How to get the characters from a UTF-8 string?

Question

char *w = "Artîsté";
printf("%lu\n", strlen(w));
int z;
for(z=0; z<strlen(w); z++){
    //printf("%c", w[z]);  //prints as expected
    printf("%i: %c\n", z, w[z]);//doesn't print anything
}

If I run this, it fails at the î. How do I print a multibyte char and how do I know when a I've hit a multibyte character?

Answer 1

You can use mbtowc in order to convert multi-byte character string into a wide character.

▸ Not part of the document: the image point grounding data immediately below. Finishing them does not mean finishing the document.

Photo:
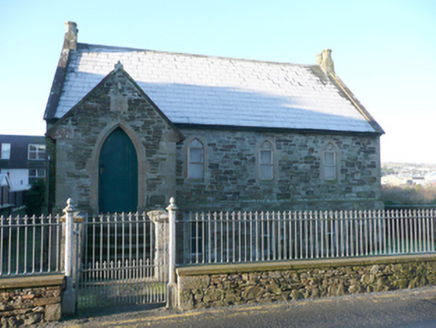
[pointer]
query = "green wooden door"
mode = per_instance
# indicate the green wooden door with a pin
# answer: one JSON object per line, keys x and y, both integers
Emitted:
{"x": 118, "y": 174}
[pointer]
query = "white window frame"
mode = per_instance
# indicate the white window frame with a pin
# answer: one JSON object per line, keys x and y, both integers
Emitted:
{"x": 270, "y": 164}
{"x": 39, "y": 174}
{"x": 5, "y": 151}
{"x": 192, "y": 164}
{"x": 329, "y": 167}
{"x": 39, "y": 152}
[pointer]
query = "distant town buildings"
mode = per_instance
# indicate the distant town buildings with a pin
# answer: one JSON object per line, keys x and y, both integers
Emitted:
{"x": 22, "y": 162}
{"x": 398, "y": 174}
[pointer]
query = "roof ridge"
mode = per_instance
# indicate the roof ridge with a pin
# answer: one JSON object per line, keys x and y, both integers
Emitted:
{"x": 196, "y": 55}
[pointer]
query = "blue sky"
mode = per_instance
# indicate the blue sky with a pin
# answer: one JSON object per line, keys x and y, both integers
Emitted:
{"x": 383, "y": 50}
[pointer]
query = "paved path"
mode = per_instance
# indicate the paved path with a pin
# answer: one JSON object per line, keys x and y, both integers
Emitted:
{"x": 407, "y": 308}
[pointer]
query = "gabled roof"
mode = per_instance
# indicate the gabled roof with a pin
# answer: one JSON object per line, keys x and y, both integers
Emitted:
{"x": 204, "y": 90}
{"x": 118, "y": 70}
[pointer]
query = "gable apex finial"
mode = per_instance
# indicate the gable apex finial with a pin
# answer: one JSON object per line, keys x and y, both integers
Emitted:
{"x": 324, "y": 59}
{"x": 118, "y": 66}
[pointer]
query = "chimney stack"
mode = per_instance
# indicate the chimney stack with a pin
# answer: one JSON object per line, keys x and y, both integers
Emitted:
{"x": 70, "y": 39}
{"x": 324, "y": 59}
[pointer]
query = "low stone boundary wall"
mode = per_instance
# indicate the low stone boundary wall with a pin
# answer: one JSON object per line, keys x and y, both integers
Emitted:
{"x": 221, "y": 285}
{"x": 30, "y": 300}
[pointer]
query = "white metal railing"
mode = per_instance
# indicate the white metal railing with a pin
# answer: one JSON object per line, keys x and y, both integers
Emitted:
{"x": 30, "y": 245}
{"x": 228, "y": 237}
{"x": 122, "y": 261}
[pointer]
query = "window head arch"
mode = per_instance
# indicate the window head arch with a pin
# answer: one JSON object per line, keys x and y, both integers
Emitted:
{"x": 195, "y": 160}
{"x": 330, "y": 162}
{"x": 266, "y": 161}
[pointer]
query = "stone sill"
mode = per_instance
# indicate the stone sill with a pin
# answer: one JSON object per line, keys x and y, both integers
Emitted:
{"x": 208, "y": 269}
{"x": 32, "y": 281}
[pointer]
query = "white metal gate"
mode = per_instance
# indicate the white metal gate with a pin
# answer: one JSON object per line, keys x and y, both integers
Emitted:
{"x": 121, "y": 259}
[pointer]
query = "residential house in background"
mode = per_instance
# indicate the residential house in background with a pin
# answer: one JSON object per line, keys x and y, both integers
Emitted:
{"x": 130, "y": 128}
{"x": 22, "y": 161}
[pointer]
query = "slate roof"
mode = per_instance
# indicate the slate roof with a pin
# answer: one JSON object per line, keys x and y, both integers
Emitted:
{"x": 204, "y": 90}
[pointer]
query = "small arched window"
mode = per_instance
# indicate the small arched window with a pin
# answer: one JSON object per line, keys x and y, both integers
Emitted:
{"x": 266, "y": 161}
{"x": 330, "y": 161}
{"x": 195, "y": 160}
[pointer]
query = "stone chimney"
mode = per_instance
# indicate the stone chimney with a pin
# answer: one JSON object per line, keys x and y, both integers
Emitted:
{"x": 70, "y": 39}
{"x": 324, "y": 59}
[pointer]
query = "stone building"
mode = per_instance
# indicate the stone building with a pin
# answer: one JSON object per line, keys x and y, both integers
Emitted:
{"x": 130, "y": 128}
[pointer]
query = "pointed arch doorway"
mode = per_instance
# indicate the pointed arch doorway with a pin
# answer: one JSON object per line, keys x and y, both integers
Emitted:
{"x": 118, "y": 174}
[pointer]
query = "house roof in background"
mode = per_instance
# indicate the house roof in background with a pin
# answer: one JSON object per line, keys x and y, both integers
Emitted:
{"x": 19, "y": 151}
{"x": 205, "y": 90}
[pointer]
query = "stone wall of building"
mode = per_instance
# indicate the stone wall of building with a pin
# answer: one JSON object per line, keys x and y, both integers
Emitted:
{"x": 231, "y": 172}
{"x": 80, "y": 134}
{"x": 30, "y": 300}
{"x": 201, "y": 287}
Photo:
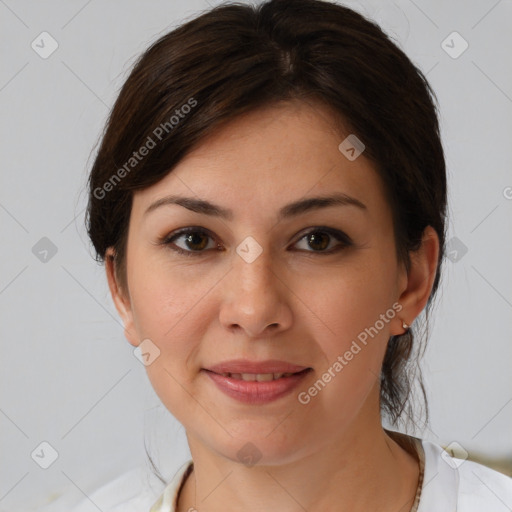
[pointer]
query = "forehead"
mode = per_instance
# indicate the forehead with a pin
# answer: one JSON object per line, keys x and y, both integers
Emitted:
{"x": 266, "y": 158}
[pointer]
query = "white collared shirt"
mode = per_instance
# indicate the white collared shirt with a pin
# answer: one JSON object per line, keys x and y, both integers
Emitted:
{"x": 449, "y": 485}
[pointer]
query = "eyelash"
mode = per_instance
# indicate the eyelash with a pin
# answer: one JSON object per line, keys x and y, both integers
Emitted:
{"x": 334, "y": 233}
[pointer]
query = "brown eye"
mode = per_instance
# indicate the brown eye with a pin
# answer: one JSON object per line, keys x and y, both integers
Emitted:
{"x": 320, "y": 239}
{"x": 195, "y": 241}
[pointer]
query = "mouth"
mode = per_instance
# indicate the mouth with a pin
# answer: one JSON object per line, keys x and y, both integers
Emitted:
{"x": 257, "y": 388}
{"x": 259, "y": 377}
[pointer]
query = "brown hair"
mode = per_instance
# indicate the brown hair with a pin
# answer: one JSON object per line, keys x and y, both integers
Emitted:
{"x": 236, "y": 58}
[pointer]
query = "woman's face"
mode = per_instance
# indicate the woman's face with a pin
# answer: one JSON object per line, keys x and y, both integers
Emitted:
{"x": 253, "y": 285}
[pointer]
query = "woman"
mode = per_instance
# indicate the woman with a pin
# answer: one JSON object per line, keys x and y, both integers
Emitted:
{"x": 269, "y": 199}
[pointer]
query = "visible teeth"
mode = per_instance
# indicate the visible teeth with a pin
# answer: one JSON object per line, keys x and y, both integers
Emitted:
{"x": 260, "y": 377}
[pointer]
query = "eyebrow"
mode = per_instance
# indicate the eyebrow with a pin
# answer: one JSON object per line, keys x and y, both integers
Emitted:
{"x": 290, "y": 210}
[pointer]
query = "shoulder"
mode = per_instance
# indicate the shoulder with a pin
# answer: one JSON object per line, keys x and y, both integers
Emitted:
{"x": 481, "y": 487}
{"x": 132, "y": 491}
{"x": 451, "y": 484}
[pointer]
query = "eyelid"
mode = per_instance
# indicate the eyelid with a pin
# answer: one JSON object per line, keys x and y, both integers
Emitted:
{"x": 337, "y": 234}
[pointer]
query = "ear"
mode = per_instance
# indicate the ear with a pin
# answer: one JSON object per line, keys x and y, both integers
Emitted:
{"x": 416, "y": 284}
{"x": 121, "y": 299}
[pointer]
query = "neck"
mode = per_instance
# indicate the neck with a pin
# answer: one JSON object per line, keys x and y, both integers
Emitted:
{"x": 363, "y": 469}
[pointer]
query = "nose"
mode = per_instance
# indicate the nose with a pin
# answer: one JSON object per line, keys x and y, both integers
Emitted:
{"x": 256, "y": 297}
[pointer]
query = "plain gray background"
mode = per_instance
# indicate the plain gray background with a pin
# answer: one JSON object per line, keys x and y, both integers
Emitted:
{"x": 68, "y": 375}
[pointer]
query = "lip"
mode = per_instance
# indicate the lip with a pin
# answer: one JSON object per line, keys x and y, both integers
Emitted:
{"x": 255, "y": 392}
{"x": 246, "y": 366}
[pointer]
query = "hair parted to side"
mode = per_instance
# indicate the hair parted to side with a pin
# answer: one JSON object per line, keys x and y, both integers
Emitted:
{"x": 236, "y": 58}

This function also returns the number of bytes read, therefore you can advance the string:

setlocale(LC_ALL, "");

wchar_t c;
char *s = "Artîsté";

mbtowc (NULL, NULL, 0); // reset

while (*s)
{
  s += mbtowc(&c, s, MB_CUR_MAX);
  printf("%lc\n", c);
}

Reference: mbtowc

Answer 2

Use the wide char and multi-byte functions:

int utf8len(char *str)
{
    int len, inc;

    // mblen(NULL, 0) is needed to reset internal conversion state
    for (len = 0, mblen(NULL, 0); *str; len++, str += inc)
        if ((inc = mblen(str, MB_CUR_MAX)) < 0)
            return inc;

    return len;
}

int main()
{
    setlocale(LC_ALL, "");
    char *w = "Artîsté";
    printf("%lu\n", strlen(w));

    int z, len = utf8len(w);
    wchar_t wstr[len+1];
    mbstowcs(wstr, w, len);
    for(z=0; z<len; z++)
        printf("%i: %lc\n", z, wstr[z]);
}

You got lucky with the first printf, because you never changed the data, once you split up the chars, your output was no longer utf8.

Answer 3

If your execution environment uses UTF-8 (Linux, for example), your code will work as-is, as long as you set a suitable locale, as in setlocale(LC_ALL, "en_US.utf9"); before calling that printf.

demo: http://ideone.com/zFUYM

Otherwise, your best bet is probably to convert to wide string and print that. If you plan on doing something other than I/O with the individual characters of that string, you will have to do it anyway.

As for hitting a multibyte char, the portable way to test is if mblen() returns a value greater than 1.